Barry Morphew has maintained his innocence from the beginning, having given at least 30 interviews with law enforcement in the year before his arrest May 5. He has been out on bond since September and is now allowed to visit his two adult daughters, who live in Gunnison.
Iris Eytan, Barry Morphew’s lead attorney, has said in court that she believes the case is not a homicide, but a missing person case. She has suggested that Suzanne Morphew may have run away or was kidnapped. Early on, Barry Morphew alluded to the possibility that his wife was killed by a mountain lion.
But prosecutors believe Barry Morphew killed his wife because she was preparing to leave him. They found no blood or evidence of a struggle at the couple's home in the mountains west of Salida. Her bicycle was found in a ravine near the house and her helmet was found a few days later a mile away. There was unidentified DNA on the helmet, bike handlebars and bike grips that does not match Barry Morphew, but his DNA was found on the bike itself.
Prosecutors do not believe that DNA is the smoking gun in this case. Instead, they were leaning heavily on cellphone evidence, Barry Morphew's truck data and GPS experts. In the motion filed earlier this month, prosecutors told Lama that exclusions "damage the case in a profound way. In a no-body case such as this, the timing surrounding the victim's disappearance is everything."
In addition to this latest setback, in February, Lama excluded from the trial any abuse allegations leveled against Barry Morphew related to the couple's relationship, including text messages from Suzanne Morphew’s phone to her best friend, Sheila Oliver, describing the Morphews' spiraling marriage.
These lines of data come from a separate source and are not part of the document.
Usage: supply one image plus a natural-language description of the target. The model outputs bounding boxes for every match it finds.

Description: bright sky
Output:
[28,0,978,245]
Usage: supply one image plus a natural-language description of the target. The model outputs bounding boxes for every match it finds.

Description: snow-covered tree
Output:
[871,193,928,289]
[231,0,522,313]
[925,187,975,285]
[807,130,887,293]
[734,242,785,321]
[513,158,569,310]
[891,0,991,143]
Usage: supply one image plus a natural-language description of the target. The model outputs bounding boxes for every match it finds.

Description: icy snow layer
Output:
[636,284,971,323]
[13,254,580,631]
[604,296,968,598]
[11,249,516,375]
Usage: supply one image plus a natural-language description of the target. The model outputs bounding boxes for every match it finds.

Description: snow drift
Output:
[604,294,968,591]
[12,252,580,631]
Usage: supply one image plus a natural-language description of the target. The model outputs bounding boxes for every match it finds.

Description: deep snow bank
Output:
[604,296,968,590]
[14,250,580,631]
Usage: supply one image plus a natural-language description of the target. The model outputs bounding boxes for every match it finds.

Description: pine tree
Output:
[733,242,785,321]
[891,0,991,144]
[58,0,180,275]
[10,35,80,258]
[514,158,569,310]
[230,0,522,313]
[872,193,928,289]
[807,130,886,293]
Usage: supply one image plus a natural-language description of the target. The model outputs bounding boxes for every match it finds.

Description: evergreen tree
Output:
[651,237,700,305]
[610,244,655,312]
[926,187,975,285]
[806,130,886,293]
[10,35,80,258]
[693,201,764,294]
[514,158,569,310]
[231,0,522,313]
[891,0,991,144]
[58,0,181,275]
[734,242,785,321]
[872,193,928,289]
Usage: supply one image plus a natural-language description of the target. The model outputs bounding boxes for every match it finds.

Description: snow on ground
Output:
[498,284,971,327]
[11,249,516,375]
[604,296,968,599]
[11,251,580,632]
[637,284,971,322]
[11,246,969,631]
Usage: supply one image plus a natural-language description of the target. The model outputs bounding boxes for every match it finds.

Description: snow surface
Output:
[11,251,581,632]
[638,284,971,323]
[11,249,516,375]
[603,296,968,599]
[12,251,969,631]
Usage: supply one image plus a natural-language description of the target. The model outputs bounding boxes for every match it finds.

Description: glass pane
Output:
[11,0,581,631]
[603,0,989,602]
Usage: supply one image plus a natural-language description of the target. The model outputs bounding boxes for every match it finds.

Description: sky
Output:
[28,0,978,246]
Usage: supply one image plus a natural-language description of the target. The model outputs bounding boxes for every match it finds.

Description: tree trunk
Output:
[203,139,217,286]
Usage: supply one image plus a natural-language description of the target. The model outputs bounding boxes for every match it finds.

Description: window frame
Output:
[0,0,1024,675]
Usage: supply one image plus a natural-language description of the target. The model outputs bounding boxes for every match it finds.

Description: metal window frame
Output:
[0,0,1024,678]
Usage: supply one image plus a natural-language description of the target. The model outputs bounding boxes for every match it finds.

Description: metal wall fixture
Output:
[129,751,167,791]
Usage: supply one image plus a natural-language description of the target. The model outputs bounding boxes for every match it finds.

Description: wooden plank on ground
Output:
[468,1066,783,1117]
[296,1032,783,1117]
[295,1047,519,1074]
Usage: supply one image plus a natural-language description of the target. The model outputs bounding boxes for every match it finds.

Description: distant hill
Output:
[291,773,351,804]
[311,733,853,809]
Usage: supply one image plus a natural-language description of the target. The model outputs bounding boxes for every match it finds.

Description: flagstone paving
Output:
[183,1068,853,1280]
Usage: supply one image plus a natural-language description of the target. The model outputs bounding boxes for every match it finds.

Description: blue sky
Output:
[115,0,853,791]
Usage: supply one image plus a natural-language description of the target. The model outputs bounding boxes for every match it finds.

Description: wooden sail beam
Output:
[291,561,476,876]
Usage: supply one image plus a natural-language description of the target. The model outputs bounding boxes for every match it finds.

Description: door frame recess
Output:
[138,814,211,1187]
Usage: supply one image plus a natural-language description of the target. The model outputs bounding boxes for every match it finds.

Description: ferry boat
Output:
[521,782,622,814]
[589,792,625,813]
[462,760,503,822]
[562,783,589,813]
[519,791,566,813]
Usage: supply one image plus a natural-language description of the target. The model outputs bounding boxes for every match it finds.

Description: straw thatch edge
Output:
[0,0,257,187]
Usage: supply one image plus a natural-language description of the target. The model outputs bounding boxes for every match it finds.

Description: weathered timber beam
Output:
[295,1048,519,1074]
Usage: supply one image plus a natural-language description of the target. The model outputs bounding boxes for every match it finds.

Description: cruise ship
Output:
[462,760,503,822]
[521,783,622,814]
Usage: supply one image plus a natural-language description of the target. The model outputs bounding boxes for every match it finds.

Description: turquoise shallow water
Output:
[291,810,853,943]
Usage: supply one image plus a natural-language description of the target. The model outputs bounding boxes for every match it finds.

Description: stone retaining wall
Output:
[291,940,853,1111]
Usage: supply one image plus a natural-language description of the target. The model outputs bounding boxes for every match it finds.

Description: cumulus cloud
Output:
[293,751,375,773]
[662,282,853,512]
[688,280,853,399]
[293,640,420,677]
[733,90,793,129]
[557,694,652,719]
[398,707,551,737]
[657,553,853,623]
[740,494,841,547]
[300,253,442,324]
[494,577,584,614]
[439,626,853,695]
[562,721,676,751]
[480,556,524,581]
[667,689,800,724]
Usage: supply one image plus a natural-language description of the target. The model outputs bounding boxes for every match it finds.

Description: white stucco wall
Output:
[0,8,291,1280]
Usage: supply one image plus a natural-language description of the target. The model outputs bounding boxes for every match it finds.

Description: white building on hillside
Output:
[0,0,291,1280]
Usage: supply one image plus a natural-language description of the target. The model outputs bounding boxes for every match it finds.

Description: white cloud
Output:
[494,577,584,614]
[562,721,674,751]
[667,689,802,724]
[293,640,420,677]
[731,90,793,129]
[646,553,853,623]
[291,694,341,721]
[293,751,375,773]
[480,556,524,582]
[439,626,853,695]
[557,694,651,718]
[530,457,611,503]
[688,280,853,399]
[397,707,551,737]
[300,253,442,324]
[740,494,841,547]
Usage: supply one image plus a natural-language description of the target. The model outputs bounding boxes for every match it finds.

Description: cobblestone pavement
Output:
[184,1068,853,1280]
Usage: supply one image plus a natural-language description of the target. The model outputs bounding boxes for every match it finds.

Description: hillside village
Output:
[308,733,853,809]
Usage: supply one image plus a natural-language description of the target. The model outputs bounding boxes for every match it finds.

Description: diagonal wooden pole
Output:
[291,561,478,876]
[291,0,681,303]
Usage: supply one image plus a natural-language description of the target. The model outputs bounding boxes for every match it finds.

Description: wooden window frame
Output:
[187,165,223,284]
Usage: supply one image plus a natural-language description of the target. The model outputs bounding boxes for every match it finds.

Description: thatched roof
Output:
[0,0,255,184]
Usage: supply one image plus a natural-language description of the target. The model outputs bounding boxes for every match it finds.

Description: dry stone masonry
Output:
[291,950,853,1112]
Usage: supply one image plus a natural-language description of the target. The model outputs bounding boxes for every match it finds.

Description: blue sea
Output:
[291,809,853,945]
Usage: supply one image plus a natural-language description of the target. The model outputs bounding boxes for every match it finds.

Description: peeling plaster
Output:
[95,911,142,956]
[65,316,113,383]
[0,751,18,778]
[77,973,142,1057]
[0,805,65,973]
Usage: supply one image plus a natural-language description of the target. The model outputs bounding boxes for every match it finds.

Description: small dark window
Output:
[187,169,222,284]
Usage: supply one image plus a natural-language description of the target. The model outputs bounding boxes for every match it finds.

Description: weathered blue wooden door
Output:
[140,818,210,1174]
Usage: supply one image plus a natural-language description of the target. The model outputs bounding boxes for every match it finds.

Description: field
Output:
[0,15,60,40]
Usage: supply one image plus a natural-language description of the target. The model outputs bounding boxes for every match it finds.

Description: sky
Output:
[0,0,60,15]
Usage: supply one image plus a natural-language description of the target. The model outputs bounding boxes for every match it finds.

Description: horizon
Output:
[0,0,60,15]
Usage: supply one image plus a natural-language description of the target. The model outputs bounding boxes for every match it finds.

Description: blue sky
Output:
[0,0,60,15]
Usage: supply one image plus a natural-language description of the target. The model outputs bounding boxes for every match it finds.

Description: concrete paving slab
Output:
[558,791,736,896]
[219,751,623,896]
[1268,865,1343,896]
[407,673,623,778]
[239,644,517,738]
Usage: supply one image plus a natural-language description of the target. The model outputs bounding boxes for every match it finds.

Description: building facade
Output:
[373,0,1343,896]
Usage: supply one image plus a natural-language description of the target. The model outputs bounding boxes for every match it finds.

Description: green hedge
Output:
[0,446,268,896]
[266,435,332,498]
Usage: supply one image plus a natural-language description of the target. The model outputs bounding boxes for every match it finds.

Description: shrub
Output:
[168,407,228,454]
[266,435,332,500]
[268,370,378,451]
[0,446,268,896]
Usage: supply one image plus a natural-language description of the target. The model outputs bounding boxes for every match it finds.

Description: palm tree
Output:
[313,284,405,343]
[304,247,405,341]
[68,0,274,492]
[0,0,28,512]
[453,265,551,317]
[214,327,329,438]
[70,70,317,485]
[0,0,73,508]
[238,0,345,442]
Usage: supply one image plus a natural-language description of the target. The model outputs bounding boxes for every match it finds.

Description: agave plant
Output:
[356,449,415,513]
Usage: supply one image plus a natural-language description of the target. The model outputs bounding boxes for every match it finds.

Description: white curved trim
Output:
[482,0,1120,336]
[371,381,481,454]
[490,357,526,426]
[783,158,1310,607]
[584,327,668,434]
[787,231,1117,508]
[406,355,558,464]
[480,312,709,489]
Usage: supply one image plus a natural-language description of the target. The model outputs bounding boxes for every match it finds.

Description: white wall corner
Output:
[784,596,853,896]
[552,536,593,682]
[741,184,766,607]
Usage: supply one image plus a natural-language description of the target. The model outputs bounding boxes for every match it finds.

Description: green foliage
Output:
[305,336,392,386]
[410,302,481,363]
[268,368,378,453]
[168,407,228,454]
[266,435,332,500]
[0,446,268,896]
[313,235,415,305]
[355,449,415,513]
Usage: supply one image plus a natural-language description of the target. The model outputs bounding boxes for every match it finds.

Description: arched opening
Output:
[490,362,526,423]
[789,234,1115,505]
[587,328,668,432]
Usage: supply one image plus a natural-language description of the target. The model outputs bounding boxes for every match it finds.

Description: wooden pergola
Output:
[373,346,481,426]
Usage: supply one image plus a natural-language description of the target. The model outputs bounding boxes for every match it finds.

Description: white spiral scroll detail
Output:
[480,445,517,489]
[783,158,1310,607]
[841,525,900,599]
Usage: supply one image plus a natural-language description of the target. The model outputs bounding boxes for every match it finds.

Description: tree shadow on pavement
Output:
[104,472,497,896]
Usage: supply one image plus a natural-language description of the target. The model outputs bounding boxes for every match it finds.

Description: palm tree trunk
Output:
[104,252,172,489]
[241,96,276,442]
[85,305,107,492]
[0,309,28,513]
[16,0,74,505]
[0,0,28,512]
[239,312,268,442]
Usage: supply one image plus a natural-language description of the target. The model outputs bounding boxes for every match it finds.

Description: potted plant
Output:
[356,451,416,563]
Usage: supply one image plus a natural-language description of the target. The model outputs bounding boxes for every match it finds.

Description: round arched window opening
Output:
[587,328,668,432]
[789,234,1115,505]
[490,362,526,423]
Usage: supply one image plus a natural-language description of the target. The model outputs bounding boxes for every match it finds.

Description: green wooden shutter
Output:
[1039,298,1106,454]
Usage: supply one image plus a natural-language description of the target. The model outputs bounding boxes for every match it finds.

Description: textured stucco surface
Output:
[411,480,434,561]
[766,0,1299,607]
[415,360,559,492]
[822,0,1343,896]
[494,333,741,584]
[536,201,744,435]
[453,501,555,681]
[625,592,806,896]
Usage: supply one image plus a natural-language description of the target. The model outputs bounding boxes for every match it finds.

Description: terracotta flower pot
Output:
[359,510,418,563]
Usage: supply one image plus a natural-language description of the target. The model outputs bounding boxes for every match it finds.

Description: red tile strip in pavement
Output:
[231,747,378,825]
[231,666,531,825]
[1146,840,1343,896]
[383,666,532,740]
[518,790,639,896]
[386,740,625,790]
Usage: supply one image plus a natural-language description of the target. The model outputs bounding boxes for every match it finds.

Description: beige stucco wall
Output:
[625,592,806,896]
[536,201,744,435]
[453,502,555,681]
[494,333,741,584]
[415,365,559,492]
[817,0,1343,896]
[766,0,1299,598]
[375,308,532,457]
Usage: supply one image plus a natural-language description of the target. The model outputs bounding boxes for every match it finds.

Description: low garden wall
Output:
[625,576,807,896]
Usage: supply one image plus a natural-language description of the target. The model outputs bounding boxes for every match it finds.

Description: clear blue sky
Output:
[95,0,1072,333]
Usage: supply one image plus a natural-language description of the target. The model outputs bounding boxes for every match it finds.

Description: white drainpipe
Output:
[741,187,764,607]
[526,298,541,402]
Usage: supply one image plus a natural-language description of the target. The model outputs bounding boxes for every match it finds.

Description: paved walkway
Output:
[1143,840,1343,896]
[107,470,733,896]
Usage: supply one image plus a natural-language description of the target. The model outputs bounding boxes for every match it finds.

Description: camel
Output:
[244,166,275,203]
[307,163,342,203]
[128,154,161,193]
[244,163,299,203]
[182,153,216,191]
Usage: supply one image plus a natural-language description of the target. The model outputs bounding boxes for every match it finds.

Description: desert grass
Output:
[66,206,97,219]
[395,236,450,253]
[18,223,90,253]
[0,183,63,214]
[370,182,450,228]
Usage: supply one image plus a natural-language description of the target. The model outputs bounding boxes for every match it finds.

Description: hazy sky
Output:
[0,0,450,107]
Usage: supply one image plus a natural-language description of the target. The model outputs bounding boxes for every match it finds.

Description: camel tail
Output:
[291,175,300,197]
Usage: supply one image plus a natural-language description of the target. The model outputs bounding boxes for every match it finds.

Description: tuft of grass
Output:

Though the ruling drew anger from domestic abuse advocates, Faddis said it was the right call because the text messages are considered inadmissible hearsay.
"The friend who received the texts can testify, but I doubt the judge will let her testify as to the actual content of those texts from Suzanne, but rather just her impressions of the relationship based on her own observations," Faddis said.
On Tuesday, prosecutor Mark Hurlbert filed a motion asking Lama to exclude any mention of mixed DNA profiles which were found on the glovebox of the Range Rover and not to allow testimony about alternate suspects during trial. He also asked the court not to go into inappropriate character evidence of Suzanne Morphew, including any mention of alleged prescription drugs she took because this would be based entirely on speculation. Judge Lama has yet to rule on these issues.
There is a chance the prosecution could appeal the judge's ruling excluding expert witness testimony. The trial is is expected to last as long as five weeks. Barry Morphew’s next pretrial hearing is scheduled for April 19 in Cañon City.